Cuba aggiunge 11 nuovi prigionieri politici a febbraio
Sono tutti attivisti che collaborano con le famiglie dei prigionieri politici per rendere visibile la loro situazione, ha affermato l’organizzazione Prisoners Defenders (PD) nel suo ultimo rapporto di lunedì. Secondo l’ONG sono almeno 1.066 i prigionieri politici oggi a Cuba, il mese scorso erano 1077, avendone in compenso la dittatura liberati 22. Il direttore Javier Larrondo ha denunciato anche che gli oltre 400 processi giudiziari monitorati dall’organizzazione “dimostrano la totale violazione dei più fondamentali principi procedurali”.
La vice di Petro, Francia Márquez, non ammette che Cuba sia una dittatura.
La vicepresidente della Colombia ha assicurato in un’intervista alla rivista Semana che “Cuba non manda armi ma manda medici. Non è ammirevole?”. “Per te Cuba è una dittatura o no?”, ha insistito la giornalista. A questo la Márquez ha detto: “Hai messo tu la parola dittatura, io non la vedo così. Rispetto l’autonomia e la sovranità di ogni paese, che decide come è organizzata politicamente”. Poi, facendo uso della narrativa dell’Avana, la vicepresidente ha assicurato che la responsabilità di quanto vissuto a Cuba è degli Stati Uniti : “Non ha potuto decidere perché è stata bloccata, è stata bloccata dai poteri, è stata bloccata dagli Stati Uniti”, ha sottolineato. Peccato che le cosiddette “missioni” all’Avana siano state denunciate da esperti delle Nazioni Unite, nonché da gruppi per i diritti umani, come sfruttamento del lavoro che rasenta la schiavitù.

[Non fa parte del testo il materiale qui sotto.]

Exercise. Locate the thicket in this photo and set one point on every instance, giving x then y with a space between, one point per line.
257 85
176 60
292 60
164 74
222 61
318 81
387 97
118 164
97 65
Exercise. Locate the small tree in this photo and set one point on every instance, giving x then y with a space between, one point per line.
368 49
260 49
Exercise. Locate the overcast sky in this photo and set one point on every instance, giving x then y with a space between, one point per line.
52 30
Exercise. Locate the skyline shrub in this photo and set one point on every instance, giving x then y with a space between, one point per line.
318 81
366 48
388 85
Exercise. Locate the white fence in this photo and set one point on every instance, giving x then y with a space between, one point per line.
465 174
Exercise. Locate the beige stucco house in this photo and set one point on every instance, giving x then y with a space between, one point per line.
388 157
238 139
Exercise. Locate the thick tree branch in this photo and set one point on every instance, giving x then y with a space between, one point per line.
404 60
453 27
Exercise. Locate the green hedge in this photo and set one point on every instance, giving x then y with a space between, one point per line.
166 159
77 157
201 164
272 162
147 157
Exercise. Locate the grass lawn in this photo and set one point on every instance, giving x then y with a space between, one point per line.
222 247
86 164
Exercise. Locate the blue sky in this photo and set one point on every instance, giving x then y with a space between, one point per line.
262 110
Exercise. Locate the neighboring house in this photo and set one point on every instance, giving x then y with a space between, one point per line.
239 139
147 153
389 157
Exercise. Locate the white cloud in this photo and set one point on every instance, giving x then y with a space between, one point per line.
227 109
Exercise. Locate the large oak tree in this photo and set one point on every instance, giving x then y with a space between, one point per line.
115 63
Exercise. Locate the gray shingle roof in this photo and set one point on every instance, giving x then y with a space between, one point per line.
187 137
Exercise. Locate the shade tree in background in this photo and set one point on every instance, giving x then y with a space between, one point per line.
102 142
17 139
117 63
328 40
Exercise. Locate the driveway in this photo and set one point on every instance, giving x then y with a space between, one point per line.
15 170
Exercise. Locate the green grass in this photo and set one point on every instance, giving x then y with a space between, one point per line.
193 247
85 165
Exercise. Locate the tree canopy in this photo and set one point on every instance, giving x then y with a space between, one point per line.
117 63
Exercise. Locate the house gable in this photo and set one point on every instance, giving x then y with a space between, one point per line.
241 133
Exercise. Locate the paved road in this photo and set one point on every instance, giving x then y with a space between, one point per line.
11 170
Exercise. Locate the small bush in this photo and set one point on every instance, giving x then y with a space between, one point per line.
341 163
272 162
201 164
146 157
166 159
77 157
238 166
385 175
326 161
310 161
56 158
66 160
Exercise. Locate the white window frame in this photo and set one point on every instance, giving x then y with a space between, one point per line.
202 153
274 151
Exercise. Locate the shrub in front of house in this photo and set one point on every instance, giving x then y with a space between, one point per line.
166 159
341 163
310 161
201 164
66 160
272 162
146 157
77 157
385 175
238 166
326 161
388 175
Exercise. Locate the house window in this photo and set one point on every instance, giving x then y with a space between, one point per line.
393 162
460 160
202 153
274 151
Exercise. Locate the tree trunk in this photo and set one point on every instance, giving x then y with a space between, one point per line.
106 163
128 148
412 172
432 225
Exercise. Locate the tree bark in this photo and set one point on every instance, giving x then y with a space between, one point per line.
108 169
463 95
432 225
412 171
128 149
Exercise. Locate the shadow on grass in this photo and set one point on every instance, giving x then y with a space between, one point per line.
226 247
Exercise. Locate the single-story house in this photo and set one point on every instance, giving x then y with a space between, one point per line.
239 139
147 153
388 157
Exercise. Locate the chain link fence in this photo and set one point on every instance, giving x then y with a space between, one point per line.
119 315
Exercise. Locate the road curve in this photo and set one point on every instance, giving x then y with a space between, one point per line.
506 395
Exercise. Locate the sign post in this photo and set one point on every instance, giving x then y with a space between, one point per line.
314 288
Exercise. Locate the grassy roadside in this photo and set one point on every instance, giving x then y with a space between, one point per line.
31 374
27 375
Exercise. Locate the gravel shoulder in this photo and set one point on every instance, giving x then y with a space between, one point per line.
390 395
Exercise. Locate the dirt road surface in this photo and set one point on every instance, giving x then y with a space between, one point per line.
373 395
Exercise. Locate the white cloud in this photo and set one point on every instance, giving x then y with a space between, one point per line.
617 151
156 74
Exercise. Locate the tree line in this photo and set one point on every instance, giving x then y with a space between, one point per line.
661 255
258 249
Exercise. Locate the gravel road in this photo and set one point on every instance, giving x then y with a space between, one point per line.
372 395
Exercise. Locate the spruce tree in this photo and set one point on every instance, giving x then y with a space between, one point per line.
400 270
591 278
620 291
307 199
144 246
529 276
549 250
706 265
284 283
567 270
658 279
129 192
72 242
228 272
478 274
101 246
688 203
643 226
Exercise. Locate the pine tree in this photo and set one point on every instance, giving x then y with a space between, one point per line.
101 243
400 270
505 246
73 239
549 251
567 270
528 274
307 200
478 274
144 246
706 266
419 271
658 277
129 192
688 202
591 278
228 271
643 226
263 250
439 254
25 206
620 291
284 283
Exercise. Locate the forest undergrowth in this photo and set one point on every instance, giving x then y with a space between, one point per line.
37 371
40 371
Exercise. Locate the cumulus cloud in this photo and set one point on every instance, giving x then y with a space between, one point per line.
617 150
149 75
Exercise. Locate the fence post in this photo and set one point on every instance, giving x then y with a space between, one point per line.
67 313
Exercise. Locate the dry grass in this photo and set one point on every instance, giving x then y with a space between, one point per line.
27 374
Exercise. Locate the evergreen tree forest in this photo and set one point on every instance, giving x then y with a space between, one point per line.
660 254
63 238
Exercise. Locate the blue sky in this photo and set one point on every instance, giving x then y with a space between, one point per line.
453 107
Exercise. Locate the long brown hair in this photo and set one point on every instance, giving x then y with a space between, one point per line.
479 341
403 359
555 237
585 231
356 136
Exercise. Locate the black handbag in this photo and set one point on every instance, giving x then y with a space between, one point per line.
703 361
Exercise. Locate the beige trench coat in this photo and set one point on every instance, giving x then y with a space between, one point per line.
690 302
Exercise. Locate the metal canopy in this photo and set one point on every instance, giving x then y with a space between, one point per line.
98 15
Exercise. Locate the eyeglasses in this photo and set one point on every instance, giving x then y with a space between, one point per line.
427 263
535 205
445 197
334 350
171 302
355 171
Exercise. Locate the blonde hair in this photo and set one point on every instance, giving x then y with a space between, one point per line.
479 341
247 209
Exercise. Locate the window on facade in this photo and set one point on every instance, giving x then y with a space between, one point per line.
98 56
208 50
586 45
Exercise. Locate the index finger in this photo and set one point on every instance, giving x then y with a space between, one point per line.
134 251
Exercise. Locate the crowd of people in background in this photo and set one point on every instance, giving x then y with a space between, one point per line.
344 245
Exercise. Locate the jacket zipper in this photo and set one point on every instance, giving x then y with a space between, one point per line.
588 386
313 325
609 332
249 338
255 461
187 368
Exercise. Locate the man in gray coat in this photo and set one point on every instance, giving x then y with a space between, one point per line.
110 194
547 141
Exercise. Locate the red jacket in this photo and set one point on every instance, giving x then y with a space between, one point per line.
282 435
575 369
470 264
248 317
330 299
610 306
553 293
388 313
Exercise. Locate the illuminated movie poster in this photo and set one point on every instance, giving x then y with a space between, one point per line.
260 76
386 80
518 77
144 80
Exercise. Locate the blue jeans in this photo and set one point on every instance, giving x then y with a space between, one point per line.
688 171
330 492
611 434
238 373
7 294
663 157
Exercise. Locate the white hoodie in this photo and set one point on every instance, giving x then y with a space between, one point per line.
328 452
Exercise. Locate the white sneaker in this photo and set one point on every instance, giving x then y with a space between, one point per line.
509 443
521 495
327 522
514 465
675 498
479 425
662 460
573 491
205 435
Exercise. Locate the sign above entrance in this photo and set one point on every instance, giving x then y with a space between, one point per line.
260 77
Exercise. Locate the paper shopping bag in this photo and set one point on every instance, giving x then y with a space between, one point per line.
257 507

L’Honduras apre alla Cina e scarica Taiwan.
L’apertura delle relazioni con la Cina lascerebbe il posto alla chiusura dei legami con Taiwan, che ieri sera ha chiesto all’Honduras di ” non cadere nella trappola della Cina”. L’America Latina è stato uno scenario cruciale delle dispute tra Pechino e Taipei da quando si sono separate nel 1949 dopo il trionfo delle forze comuniste nella guerra civile cinese.